Friday, March 20, 2015

March - PARCC Experience

     I made a poster for my students that says that PARCC stands for "Please Always Remember to be Calm and Cool." Now if only I could follow my own advice...
     Overall, it went well. My students worked incredibly hard, they used time effectively, they used their tools effectively, and their ability to navigate an online assessment was strong. I was incredibly proud of them in so many ways. I think as an educator none of us will ever be in love with "standardized testing" (no matter what test or format it might come in) because we know our students aren't standard. We know the purpose, we understand the intention, but when has testing become the definition of our third trimester. I will never be against assessment, but I am against the fact that it is eating into my time instructing and my time enjoying my students and our classroom community. 
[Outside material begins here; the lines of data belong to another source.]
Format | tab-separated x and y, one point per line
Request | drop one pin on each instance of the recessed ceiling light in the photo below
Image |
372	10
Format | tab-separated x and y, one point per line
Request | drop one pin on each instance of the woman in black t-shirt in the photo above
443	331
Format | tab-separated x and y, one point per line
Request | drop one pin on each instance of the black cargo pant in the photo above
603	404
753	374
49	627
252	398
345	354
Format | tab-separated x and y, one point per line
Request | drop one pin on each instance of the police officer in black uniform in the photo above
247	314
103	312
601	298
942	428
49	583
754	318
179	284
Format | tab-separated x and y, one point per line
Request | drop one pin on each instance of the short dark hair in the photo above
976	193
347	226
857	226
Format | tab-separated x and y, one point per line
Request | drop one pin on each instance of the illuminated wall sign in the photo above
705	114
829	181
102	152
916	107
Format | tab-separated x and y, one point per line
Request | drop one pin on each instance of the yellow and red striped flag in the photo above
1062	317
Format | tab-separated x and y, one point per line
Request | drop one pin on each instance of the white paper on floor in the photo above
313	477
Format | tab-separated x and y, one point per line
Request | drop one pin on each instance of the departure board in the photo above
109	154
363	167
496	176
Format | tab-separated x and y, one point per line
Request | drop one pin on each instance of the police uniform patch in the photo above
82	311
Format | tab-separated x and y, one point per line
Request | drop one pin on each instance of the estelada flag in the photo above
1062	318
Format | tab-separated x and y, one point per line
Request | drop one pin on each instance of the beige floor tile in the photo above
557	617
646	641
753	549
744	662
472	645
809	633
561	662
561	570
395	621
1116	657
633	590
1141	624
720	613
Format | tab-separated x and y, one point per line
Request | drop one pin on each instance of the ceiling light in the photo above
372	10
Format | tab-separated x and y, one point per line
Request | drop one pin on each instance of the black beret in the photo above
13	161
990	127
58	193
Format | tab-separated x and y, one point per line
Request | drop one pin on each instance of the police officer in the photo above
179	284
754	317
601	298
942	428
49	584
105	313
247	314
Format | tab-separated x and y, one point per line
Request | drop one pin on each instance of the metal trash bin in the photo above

    This frustration actually set in when I fully understood our remaining testing schedule. We have taken 5 tests so far (which timing wise sucked up my entire afternoon on those days), and we still have 8 sessions remaining between MAPS, CMASS, and EOY PARCC (on top of that, I have my own end of year assessments along with a District Writing Assessment as well). It may not sound like a lot, but when you look at the calendar after Spring Break it will eat up a considerable amount of days. My fear is not that my students will not rise to the occasion, because I know they will, my fear is that I won't be able to complete my instruction with all the interruptions. I still need to teach my entire Informational Writing Unit. I have two separate Book Clubs for reading, I still have plenty of math concepts to cover, and yet on 8 days over the next two months my time will be spent elsewhere. This is stuff I want to be spending my time on, this is my JOB as a teacher, giving my students genuine learning opportunities. My frustration is that it seems like my job title has changed from teacher or guide to proctor this trimester. 
    Moving forward, I know I will make the best of it, we always do, but I can only hope the quality becomes the goal instead of the quantity we are facing. I want to get back to my real job doing what I love so I can finish the year with my students the same way I started it, learning together and expanding our minds through hard work, success, and failures.